Ambrose must have felt something too, because his tongue stopped dancing, and his lips tore away from hers. Their eyes met for a heartbeat, then turned towards the catastrophe. Willow glanced over her shoulder in time—so regrettably in time—to see the bust of the faun that had been perched so peacefully upon the pillar, tilt, and tilt, and tilt, and then plummet to the ground.
Her heartbeat slowed.
Their gazes swung back to each other just as the grim sound of an ancient sculpture smashing into a thousand pieces, of marble exploding against marble, filled the gallery.
There was a moment, half of a second, where complicity passed between them, and then he breathed, “Run.”
Willow did not look back once as they dashed off, hand in hand. She did not look back at the grim event or the horrified people in the gallery. No, she did something far worse. She laughed. She did not know why it happened—lord knows it was not a laughable event. Perhaps it was the look Ambrose shot her right before he saidrun. But whatever caused it, the fit appeared from nowhere and once she began, she could not stop.
They burst through the doors of the Gallery and onto the slippery path of the sidewalk with scarcely contained relief. Willow skidded to a stop at once, doubling over from laughter, prompting Ambrose to skid to a halt, as well.
Heavy rain bounced off the cobblestone, the drops beating against her skin while she gasped for breath.
Within seconds, they were soaked.
Ambrose hunched down before her. “Willow?”
The sky rumbled.
“Willow,” he urged. “We must seek shelter from the rain before we freeze to death.”

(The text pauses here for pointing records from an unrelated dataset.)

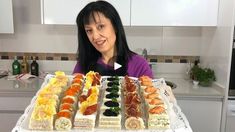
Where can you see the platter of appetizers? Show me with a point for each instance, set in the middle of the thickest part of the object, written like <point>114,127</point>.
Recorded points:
<point>102,103</point>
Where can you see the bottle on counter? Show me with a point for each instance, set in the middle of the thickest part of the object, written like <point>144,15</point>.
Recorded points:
<point>16,67</point>
<point>24,65</point>
<point>34,67</point>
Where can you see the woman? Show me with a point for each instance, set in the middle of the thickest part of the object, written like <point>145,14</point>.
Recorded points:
<point>102,41</point>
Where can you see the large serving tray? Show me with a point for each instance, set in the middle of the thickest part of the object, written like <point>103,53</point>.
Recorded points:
<point>179,122</point>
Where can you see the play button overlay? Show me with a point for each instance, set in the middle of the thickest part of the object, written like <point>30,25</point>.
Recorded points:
<point>116,66</point>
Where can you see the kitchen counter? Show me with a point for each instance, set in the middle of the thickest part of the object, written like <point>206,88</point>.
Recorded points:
<point>186,89</point>
<point>19,88</point>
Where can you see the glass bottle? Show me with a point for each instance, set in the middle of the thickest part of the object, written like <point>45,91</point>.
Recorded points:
<point>24,65</point>
<point>34,67</point>
<point>16,68</point>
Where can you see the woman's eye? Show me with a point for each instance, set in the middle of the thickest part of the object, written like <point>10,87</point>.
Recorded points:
<point>100,27</point>
<point>88,31</point>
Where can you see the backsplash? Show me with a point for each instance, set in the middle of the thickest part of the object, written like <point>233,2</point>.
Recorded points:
<point>72,57</point>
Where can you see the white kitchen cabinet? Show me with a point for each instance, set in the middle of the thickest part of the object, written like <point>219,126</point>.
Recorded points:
<point>174,12</point>
<point>203,115</point>
<point>6,17</point>
<point>65,12</point>
<point>11,108</point>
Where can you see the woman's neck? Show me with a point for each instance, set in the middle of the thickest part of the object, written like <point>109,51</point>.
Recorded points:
<point>109,58</point>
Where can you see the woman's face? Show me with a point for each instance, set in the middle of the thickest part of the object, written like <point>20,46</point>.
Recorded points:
<point>101,34</point>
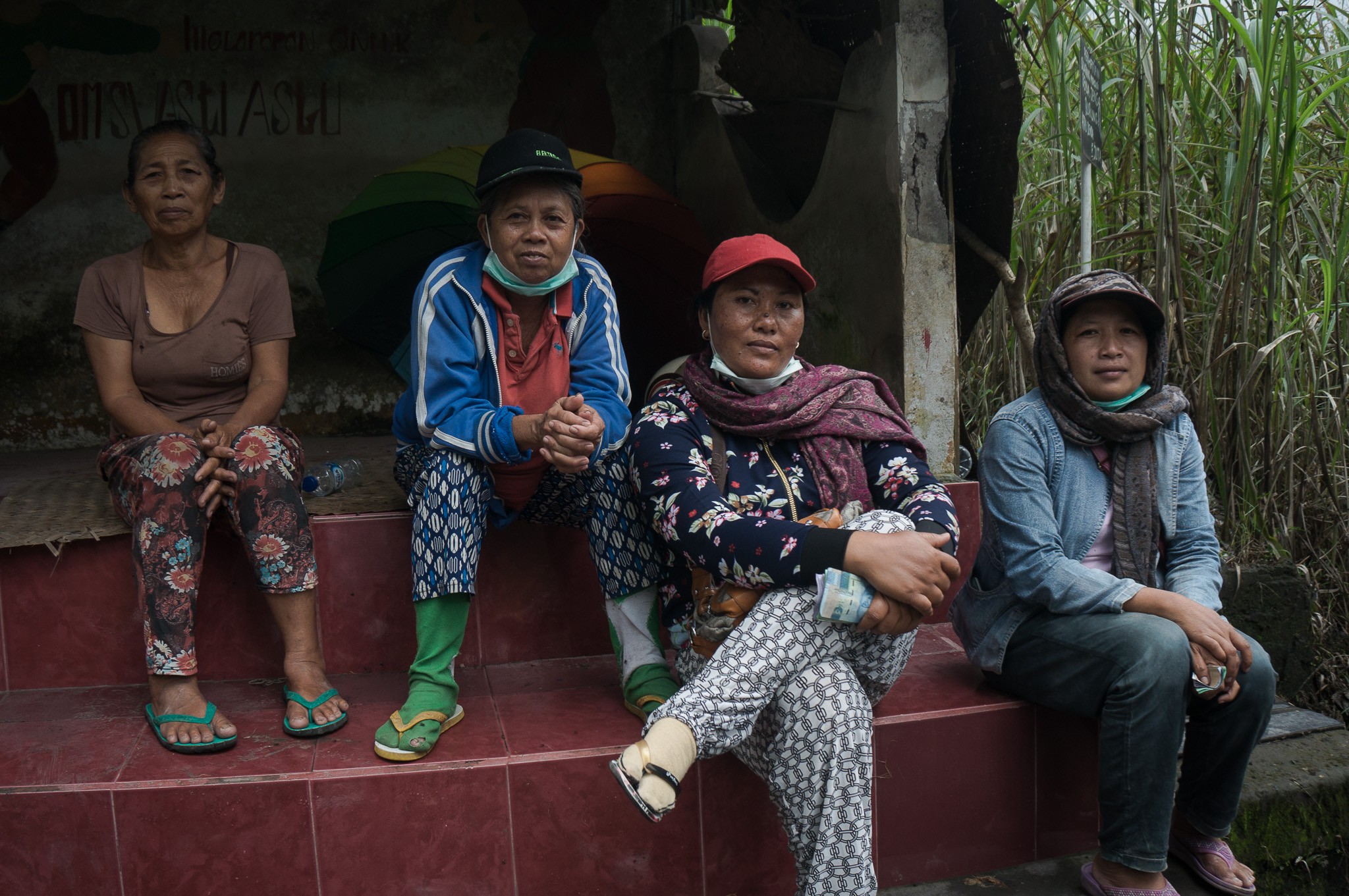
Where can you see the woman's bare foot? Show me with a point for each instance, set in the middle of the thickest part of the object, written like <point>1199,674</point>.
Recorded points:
<point>1239,875</point>
<point>1115,875</point>
<point>306,677</point>
<point>181,696</point>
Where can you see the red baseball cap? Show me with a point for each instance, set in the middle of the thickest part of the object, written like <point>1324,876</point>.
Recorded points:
<point>741,252</point>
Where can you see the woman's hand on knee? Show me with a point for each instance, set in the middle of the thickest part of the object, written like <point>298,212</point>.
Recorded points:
<point>1201,659</point>
<point>1212,638</point>
<point>220,480</point>
<point>907,567</point>
<point>889,618</point>
<point>570,433</point>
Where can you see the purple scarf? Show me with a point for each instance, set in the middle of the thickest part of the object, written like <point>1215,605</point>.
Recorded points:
<point>831,410</point>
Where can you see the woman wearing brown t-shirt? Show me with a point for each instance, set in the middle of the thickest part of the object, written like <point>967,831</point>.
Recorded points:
<point>188,337</point>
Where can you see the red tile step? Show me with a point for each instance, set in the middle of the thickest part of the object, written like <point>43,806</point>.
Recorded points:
<point>518,798</point>
<point>545,608</point>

She held up her hand, gasping for breath. “I know,” more giggles. “Just give—,” some laughter. “Just give,” a bit of gasping, “me a moment.”
“Willow.”
“Stop!” She attempted to draw breath through her convulsions. “Please do not sound indignant at a time like this. We just destroyed a hundred-year-old sculpture and you saidrun!”
She was answered by a foul curse before her laughter was captured by his lips, his mouth attempting the impossible feat of kissing away her fit of hilarity.
Oddly, it worked. Seconds later, lips glued to his, she was lifted up against his chest and carried to the shelter of their carriage. She did not protest.
Knight in moody armor, indeed.
“So,” Jonathan said, dropping down in a chair opposite to where Ambrose nursed his brandy. “Have you come to your senses or am I still to be married off?”
“I am in possession of all my senses.”